Majority voting | HME | C1 | C2 | C3 | W2 | W3 | |
---|---|---|---|---|---|---|---|
Low contamination | 1 | 0.5 | 0.143 | 0.143 | 0.143 | 0.534 | 0.917 |
High contamination | 0.727 | 0.682 | 0.688 | 0.74 | 0.731 | 0.804 | 0.75 |
Mixed high & low contamination | 0.727 | 0.773 | 0.685 | 0.731 | 0.731 | 0.796 | 0.75 |
In the first row of the table, the best timeliness belongs to majority voting, however, this comes with the sensitivity of 0.044 which is lower than the sensitivity of other algorithms. In the second row, W2 has the best timeliness of detection. The best timeliness of detection over the mixed testing data was obtained by W2, however, the timeliness of the developed HME is very close to the best timeliness.
Discussion
The experimental results show that the detection performance of the developed HME algorithm in terms of sensitivity and specificity is higher than simple majority voting algorithm. So it is valuable to build an HME to aggregate different predictions rather than using simple majority voting algorithm.
The results also show that the detection performance of C and W algorithms is dependent on the outbreak characteristics (i.e. contamination level) and there is no one single algorithm that always outperforms other methods under different circumstances. Although the detection methods behave with various performance levels, the developed HME algorithm is competitive to the best detection algorithm in all three experiments and the level of contamination of surveillance time series does not influence the relative performance of the HME. Hence, the developed detection algorithm based on HME is more robust under different circumstances.
Conclusion
In this paper, we proposed to combine various outbreak detection methods for the purpose of improving the overall detection performance in surveillance systems. We described a framework based on HMEs that can be employed for this method fusion. In addition, we used a majority voting strategy as a simpler alternative for aggregating detection methods. Our experimental evaluation of these two approaches to method fusion does not seem to provide improvement over the best detection methods for the particular surveillance scenarios used in this paper. However, HME outperforms most algorithms tried in our experiments.

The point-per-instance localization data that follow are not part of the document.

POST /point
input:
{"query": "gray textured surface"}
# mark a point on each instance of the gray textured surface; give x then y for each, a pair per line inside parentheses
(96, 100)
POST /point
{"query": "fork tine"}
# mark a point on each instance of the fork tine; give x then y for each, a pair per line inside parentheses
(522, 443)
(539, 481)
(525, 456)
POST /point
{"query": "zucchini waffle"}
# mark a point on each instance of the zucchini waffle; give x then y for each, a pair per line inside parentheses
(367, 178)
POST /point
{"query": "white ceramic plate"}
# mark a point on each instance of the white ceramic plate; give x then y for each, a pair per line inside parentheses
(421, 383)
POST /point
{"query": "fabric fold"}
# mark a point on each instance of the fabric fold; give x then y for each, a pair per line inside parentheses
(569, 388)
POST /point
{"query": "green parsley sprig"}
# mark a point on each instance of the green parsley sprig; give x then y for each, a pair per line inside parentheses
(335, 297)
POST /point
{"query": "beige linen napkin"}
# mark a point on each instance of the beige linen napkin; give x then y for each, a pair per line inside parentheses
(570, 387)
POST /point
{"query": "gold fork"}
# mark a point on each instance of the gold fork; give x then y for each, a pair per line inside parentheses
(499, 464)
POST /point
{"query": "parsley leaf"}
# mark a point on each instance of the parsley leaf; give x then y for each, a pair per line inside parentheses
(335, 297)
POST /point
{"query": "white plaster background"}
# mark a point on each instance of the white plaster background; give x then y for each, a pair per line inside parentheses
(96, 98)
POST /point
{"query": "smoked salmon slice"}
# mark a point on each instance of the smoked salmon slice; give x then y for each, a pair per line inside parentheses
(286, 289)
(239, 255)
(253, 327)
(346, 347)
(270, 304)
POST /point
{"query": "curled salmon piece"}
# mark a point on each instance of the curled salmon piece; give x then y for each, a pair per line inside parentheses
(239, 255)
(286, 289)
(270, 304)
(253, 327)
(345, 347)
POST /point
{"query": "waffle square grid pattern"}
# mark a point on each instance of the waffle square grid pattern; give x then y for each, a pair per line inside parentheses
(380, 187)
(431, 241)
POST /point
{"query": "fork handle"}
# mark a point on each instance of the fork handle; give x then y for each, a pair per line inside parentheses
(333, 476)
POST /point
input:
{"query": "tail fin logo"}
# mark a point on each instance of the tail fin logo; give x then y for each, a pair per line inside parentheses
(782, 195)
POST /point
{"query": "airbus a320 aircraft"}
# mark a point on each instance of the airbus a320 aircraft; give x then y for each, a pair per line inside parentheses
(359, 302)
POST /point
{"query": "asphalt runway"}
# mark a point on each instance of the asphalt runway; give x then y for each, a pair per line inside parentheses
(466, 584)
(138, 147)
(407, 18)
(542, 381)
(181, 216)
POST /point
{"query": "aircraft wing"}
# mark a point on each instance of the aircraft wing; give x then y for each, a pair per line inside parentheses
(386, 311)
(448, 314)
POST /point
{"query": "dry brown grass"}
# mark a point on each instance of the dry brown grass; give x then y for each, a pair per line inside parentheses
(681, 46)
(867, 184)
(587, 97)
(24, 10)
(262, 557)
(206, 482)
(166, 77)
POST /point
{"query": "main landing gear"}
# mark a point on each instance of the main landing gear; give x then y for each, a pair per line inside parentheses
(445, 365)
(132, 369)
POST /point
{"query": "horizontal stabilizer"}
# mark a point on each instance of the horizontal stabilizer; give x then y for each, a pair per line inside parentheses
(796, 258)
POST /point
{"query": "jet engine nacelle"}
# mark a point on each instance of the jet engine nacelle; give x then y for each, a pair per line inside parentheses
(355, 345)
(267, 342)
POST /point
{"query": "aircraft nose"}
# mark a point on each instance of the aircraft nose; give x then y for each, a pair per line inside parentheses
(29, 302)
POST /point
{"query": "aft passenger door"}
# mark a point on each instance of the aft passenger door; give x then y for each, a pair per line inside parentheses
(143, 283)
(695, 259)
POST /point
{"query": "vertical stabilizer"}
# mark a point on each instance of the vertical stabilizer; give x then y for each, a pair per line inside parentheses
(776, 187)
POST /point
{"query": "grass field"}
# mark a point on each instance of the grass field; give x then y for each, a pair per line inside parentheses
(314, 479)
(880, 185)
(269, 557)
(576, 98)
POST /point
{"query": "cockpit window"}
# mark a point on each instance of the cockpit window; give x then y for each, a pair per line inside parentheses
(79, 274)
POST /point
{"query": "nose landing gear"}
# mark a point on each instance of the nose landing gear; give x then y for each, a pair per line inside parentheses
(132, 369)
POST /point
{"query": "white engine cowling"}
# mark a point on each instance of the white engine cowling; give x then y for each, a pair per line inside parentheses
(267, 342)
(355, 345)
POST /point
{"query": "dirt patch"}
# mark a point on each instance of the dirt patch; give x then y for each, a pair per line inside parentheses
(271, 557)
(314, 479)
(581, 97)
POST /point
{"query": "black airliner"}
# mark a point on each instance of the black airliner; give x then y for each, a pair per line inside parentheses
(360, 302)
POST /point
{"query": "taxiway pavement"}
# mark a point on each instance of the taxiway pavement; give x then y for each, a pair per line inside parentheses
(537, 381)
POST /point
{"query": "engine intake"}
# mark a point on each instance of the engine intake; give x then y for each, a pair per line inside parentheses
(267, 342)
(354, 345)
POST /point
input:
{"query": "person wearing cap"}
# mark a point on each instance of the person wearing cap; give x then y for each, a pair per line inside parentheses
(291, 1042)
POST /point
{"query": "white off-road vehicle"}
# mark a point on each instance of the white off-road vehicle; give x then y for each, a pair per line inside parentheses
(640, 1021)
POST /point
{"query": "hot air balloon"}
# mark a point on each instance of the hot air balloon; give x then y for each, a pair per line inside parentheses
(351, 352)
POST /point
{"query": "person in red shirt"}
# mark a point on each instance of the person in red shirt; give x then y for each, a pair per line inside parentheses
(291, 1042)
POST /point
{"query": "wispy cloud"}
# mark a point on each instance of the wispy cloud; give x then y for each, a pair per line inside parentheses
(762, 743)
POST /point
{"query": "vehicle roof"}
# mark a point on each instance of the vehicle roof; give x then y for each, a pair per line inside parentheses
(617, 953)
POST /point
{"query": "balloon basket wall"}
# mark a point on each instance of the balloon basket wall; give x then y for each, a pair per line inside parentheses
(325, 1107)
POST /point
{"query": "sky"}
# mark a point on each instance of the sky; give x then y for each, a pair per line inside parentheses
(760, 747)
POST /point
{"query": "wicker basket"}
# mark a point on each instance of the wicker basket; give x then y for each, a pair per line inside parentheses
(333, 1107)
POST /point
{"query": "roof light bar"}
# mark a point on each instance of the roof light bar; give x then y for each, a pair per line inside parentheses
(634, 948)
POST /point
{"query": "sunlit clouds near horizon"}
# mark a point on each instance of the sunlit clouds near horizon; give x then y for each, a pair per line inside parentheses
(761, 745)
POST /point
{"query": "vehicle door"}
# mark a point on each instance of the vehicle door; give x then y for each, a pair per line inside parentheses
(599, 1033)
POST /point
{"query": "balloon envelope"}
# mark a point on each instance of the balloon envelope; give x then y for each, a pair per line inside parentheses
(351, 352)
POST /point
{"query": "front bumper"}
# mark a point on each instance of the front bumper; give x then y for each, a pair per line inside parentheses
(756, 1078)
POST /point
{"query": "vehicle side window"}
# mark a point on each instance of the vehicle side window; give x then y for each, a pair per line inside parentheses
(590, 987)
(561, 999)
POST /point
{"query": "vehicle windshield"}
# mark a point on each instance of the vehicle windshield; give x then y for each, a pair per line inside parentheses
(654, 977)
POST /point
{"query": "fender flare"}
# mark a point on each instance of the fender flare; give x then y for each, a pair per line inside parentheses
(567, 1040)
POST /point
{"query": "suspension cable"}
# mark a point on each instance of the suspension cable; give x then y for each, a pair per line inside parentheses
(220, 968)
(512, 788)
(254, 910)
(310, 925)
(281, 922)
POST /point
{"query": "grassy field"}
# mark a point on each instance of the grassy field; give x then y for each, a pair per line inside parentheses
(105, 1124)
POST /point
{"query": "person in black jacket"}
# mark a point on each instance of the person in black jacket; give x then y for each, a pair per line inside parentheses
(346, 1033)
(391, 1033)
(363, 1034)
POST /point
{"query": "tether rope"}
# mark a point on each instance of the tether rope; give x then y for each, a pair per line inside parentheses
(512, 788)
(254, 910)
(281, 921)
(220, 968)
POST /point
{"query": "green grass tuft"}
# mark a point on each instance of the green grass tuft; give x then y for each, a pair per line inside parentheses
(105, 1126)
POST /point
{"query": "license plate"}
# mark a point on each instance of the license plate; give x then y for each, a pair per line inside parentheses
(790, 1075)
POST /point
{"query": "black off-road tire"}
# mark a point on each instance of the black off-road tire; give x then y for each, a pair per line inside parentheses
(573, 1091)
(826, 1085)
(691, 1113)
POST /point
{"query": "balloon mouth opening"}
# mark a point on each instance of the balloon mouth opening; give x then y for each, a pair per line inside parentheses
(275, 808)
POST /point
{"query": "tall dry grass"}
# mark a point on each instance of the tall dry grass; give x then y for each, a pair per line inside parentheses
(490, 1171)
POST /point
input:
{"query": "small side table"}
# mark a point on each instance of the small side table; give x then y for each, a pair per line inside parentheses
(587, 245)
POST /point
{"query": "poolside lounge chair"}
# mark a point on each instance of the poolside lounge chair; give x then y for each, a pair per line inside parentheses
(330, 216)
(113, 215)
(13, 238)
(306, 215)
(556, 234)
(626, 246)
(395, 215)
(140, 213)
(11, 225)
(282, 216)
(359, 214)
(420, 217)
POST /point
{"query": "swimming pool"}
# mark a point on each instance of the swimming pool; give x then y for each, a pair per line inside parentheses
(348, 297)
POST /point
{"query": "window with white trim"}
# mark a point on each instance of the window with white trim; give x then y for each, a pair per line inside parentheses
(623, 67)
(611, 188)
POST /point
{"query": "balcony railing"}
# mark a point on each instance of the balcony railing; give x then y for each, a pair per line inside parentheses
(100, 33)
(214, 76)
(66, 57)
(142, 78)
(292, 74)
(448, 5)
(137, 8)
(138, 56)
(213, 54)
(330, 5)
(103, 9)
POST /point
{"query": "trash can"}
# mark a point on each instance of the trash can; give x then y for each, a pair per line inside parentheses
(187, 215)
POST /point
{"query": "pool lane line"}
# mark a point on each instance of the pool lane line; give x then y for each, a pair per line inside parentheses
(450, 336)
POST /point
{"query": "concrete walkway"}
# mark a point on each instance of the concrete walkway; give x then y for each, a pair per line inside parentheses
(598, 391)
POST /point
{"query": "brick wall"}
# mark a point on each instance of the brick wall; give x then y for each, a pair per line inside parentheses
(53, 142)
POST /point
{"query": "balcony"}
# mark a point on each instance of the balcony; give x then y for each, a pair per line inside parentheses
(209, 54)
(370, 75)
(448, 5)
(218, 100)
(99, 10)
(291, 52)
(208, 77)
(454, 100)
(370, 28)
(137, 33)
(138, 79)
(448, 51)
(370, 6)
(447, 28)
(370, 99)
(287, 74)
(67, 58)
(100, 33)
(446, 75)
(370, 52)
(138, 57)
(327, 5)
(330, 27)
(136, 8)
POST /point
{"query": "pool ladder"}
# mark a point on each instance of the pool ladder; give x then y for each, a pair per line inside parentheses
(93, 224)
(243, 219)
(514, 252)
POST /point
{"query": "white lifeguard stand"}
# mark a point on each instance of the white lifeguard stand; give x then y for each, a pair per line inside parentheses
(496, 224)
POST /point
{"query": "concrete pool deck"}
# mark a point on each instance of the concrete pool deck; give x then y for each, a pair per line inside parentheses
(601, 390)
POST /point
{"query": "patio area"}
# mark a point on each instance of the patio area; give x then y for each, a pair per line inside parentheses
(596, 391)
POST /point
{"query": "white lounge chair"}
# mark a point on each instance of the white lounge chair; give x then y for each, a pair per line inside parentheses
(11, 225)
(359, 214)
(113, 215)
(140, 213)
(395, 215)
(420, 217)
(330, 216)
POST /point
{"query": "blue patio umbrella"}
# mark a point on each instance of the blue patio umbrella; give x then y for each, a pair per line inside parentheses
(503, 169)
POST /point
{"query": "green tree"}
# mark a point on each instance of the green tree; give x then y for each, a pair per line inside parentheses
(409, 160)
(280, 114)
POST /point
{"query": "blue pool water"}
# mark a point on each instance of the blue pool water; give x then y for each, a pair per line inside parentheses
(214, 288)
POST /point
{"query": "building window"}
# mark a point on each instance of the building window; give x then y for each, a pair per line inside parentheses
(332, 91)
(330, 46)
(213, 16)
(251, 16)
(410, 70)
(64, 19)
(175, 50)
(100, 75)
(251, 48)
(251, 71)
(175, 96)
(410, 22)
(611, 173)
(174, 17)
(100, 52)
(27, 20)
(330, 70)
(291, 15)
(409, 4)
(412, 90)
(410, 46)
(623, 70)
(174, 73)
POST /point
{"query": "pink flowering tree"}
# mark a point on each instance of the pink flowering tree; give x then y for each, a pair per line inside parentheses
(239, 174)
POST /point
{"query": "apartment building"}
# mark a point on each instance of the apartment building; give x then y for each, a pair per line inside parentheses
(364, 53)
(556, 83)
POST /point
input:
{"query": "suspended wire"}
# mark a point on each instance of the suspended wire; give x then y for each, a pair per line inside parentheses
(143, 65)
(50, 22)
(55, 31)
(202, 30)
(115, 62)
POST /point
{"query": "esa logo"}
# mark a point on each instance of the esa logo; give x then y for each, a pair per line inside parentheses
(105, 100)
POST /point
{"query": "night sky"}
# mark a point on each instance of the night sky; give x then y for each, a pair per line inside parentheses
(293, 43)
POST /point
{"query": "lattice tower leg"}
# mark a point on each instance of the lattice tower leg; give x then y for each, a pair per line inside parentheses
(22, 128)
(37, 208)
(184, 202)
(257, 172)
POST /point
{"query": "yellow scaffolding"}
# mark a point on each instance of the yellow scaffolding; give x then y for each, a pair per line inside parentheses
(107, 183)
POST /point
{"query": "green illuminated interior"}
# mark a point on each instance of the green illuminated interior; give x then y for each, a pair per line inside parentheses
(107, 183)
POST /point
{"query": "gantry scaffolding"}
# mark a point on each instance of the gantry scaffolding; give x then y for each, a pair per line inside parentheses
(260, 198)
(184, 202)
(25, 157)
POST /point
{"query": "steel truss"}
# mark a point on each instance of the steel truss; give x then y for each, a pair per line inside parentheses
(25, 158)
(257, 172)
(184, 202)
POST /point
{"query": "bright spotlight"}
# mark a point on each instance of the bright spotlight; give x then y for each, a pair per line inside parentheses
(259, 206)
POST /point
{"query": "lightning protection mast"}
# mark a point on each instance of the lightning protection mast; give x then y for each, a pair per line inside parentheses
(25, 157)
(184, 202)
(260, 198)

In the developed models, we used the predictions of C and W family detection algorithms, however, the models can be extended to consider the predictions of other detection algorithms, like Negative binomial CUSUM and Poisson Regression. We intend to do this extension in future, because these methods may provide more diversity of predictions.
We developed the aggregating methods based on temporal surveillance data. We plan to extend our work to consider difference sources of surveillance data, like spatiotemporal surveillance data to detect outbreak event in several regions. We can also use other sources of surveillance data, like school and work absenteeism rates and others.
In the developed HME, the predictions of detection algorithms were fed to all the experts of the structure. The model can be altered by assuming that each detection algorithm is an expert in the HME architecture and its vote is weighted based on determinants of detection performance (e.g. outbreak characteristics, desired false alarm rate).